What we are seeing here is the benefit of the homeopathic consultation and the placebo effect, both of which are well studied phenomena, especially with regards to headaches.
So far, so easy to dismiss Nadia’s claims of efficacy. However, what really convinces Nadia of the effectiveness of homeopathy is her experience of eczema, despite admitting that she first suffered it age 17:
Not everyone has a pet name for their eczema, but actress and TV presenter Nadia Sawalha called hers ‘my John rash’ after a mild attack was triggered as a 17-year-old after she broke up with her boyfriend.
So straight away, she admits that she has had eczema following stress, and stress is known to exacerbate some skin conditions. She tells us of a major attack of eczema later in her life:
Just over six years ago, it got so bad I couldn’t even pick up my baby, Maddie, who’s now seven. Her birth had been very traumatic, but I hadn’t talked to anybody about it. When she was about six months old, my hands started to blister very badly. I tried hydrocortisone cream, which had no effect. Back in the UK, the hospital said there was nothing they could do, apart from regularly dress my hands. Feeling helpless, I went back to my homeopath, Rachel. Through talking, we finally established the real issue behind the eczema – it was 
a physical symptom of the emotional trauma of Maddie’s birth.
In fact, she also reveals in the Mail articles that she was working 13 hour days at the time and gave up on breast feeding her baby. Now, I’m not likely to experience any of this, but I imagine that giving birth for the first time, unwillingly giving up breast feeding and working 13 hours a day on a TV program is pretty stressful. There is evidence to show that the homeopathic consultation has clinical effects, which in this case would most probably have relaxed and reassured Nadia, helping her to get over her eczema.
In conclusion, what we see with Nadia are several straightforward examples of regression to the mean, the placebo effect and the effects of long consultations. I’m all for people having their own opinions, but it does anger me that some people take her stupidity seriously. Oh, one final thing: she is anti-vaccine.
Nadia says her daughters Maddie, now seven, and Kiki, two, have never seen a GP and not had any childhood vaccinations. Rather, they consult the homeopath every few weeks.
Oh dear.

5 Comments

  1. Lindy

    Whimsy of the rich and silly. Eczema, an atopic condition, is largely hereditary. Let’s hope her two daughters don’t inherit it and then die from their mother’s silliness as did Baby Gloria. Once she experiences the stress of being imprisoned for neglect and manslaughter, Nadia might not be able to find a jail-bird homeopath to treat the inevitable skin flare-up.
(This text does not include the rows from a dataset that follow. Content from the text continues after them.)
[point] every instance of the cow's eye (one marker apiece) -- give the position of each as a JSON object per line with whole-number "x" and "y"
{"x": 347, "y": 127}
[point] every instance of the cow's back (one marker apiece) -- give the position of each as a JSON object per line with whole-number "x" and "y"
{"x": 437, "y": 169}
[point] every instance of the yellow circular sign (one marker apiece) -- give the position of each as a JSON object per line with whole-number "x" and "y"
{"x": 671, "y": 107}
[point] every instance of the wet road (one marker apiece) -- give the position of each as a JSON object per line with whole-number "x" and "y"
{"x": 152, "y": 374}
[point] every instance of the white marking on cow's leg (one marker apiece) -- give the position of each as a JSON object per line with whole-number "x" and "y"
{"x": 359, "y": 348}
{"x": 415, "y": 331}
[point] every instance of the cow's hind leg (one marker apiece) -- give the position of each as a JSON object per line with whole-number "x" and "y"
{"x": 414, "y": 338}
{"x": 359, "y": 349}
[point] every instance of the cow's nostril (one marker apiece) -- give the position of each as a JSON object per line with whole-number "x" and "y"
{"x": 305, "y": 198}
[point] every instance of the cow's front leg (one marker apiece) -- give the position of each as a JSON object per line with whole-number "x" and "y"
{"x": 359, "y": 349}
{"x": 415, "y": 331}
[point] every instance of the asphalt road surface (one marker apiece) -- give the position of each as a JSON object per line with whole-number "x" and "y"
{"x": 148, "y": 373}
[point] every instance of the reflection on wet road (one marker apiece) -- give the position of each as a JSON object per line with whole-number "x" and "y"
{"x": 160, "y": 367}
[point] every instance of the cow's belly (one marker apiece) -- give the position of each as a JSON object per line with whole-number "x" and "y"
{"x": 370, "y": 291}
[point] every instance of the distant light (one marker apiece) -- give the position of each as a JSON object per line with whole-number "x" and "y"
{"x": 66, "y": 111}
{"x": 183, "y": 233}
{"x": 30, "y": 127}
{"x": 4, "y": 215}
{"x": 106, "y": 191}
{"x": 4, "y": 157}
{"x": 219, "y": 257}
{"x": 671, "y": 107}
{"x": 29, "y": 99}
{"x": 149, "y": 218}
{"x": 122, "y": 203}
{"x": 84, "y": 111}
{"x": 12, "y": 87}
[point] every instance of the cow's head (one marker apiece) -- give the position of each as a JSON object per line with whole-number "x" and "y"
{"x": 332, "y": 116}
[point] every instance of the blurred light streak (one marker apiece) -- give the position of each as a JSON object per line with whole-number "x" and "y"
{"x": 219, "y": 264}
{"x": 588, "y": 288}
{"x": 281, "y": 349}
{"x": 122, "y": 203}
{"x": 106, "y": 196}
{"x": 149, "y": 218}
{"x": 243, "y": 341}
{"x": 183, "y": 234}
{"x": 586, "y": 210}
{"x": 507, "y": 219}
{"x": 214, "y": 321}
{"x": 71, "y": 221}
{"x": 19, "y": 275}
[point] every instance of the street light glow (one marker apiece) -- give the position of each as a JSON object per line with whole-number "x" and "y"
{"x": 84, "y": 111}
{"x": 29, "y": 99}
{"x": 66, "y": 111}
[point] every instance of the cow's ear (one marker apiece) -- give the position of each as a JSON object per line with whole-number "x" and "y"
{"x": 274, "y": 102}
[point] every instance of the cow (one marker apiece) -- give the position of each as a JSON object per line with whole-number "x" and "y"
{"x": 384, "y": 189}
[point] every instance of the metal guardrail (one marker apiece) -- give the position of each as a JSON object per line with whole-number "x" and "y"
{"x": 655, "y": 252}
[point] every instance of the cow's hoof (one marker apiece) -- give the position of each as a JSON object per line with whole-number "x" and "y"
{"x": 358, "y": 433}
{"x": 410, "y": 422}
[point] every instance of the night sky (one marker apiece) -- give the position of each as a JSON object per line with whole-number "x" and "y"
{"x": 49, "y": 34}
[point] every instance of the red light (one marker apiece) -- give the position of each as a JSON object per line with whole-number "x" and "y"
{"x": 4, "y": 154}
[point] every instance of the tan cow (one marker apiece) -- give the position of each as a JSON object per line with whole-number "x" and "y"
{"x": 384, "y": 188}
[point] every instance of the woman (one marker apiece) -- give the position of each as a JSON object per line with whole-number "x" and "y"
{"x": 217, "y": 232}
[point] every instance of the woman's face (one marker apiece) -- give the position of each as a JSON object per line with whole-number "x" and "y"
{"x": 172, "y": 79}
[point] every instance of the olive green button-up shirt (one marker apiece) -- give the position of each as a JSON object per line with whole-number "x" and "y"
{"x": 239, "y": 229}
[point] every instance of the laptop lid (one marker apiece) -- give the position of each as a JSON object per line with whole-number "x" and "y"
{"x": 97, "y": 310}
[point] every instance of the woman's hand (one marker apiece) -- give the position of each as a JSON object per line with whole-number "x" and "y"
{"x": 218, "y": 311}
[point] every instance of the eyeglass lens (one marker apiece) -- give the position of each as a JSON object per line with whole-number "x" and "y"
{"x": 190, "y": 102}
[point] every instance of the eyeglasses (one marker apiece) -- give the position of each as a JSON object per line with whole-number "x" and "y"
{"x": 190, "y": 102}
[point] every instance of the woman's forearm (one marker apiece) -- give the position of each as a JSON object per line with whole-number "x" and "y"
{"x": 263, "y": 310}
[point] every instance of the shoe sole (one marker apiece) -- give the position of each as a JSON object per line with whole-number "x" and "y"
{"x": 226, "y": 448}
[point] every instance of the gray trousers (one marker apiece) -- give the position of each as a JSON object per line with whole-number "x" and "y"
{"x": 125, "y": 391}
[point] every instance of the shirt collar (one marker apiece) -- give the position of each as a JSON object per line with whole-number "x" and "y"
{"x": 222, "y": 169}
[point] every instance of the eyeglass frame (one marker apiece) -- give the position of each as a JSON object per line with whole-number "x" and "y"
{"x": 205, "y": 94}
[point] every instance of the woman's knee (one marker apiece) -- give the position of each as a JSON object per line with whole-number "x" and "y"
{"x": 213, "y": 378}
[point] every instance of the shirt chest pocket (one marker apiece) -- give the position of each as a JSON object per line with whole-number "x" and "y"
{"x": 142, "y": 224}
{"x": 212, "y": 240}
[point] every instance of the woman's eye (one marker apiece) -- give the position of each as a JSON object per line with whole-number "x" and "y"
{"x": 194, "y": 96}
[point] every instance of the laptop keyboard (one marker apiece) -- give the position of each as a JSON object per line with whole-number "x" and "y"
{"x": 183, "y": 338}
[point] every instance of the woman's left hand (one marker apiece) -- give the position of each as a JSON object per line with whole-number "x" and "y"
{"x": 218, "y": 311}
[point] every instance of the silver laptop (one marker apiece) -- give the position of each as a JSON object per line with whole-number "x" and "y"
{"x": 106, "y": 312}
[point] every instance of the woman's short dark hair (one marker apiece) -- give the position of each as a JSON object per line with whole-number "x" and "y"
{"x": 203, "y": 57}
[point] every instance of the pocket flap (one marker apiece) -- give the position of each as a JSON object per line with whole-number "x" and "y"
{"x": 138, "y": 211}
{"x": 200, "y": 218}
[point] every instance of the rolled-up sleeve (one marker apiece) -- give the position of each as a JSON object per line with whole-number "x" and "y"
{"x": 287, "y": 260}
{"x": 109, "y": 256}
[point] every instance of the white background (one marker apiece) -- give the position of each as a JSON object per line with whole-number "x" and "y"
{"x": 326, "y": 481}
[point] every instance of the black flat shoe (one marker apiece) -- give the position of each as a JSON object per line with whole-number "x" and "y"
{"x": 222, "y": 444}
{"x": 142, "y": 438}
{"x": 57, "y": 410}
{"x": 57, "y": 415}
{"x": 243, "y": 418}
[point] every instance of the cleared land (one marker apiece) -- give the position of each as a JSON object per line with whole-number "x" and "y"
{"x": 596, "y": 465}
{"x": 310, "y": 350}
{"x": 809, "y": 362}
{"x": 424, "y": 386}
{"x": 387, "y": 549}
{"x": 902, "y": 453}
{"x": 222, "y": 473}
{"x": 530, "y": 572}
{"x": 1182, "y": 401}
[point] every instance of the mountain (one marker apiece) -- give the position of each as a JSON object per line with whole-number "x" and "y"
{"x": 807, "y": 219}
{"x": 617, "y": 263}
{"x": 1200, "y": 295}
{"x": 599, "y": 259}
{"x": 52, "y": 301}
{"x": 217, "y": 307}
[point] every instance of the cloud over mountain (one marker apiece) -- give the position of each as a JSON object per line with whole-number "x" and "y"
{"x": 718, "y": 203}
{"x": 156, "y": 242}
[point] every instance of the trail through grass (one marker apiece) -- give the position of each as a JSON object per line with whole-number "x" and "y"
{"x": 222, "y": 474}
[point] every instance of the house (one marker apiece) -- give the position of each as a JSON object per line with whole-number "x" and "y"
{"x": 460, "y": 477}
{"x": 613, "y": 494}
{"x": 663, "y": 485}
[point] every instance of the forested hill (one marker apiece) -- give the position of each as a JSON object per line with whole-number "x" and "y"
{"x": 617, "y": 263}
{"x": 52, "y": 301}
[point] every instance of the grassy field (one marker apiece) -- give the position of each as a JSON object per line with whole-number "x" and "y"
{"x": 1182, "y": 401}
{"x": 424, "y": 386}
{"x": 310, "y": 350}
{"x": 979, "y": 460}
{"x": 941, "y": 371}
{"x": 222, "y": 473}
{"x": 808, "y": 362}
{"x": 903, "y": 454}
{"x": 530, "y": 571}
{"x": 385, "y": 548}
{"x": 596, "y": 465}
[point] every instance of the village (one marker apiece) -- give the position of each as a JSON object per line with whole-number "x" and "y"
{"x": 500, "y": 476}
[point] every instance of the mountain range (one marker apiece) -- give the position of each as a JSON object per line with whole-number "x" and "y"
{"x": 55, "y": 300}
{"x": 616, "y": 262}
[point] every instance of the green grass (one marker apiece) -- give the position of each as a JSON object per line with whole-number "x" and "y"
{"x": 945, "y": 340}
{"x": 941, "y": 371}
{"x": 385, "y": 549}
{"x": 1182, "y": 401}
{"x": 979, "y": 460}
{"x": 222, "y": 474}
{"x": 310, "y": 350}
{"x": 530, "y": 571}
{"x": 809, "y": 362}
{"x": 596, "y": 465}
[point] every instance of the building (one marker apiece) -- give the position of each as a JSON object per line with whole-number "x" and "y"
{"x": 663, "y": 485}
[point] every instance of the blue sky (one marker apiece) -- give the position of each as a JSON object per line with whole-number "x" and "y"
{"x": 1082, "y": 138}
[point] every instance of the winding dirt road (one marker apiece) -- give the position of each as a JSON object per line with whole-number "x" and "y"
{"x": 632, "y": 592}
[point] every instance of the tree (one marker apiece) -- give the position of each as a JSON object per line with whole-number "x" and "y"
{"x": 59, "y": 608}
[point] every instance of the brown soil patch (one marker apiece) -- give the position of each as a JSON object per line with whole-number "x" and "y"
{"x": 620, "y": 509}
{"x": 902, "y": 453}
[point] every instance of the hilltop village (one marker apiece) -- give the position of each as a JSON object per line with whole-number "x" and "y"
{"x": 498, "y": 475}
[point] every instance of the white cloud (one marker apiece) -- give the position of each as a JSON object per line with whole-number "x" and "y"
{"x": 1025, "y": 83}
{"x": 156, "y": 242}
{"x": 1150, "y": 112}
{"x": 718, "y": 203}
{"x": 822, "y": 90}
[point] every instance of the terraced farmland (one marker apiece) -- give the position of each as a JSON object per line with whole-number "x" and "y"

  2. Wow what a depressing and cynical read. As an eczema sufferer, for whom conventional medicine only helps so much, I would willingly try alternative medicine to see if I can get some relief. I am guessing none of you suffer badly from eczema. Some positive encouragement would have been a far better use of this page. Good for Nadia if she has now treated her eczema successfully. Shame on all of you for ripping her apart for her what really is just her giving her personal experience. Get a life.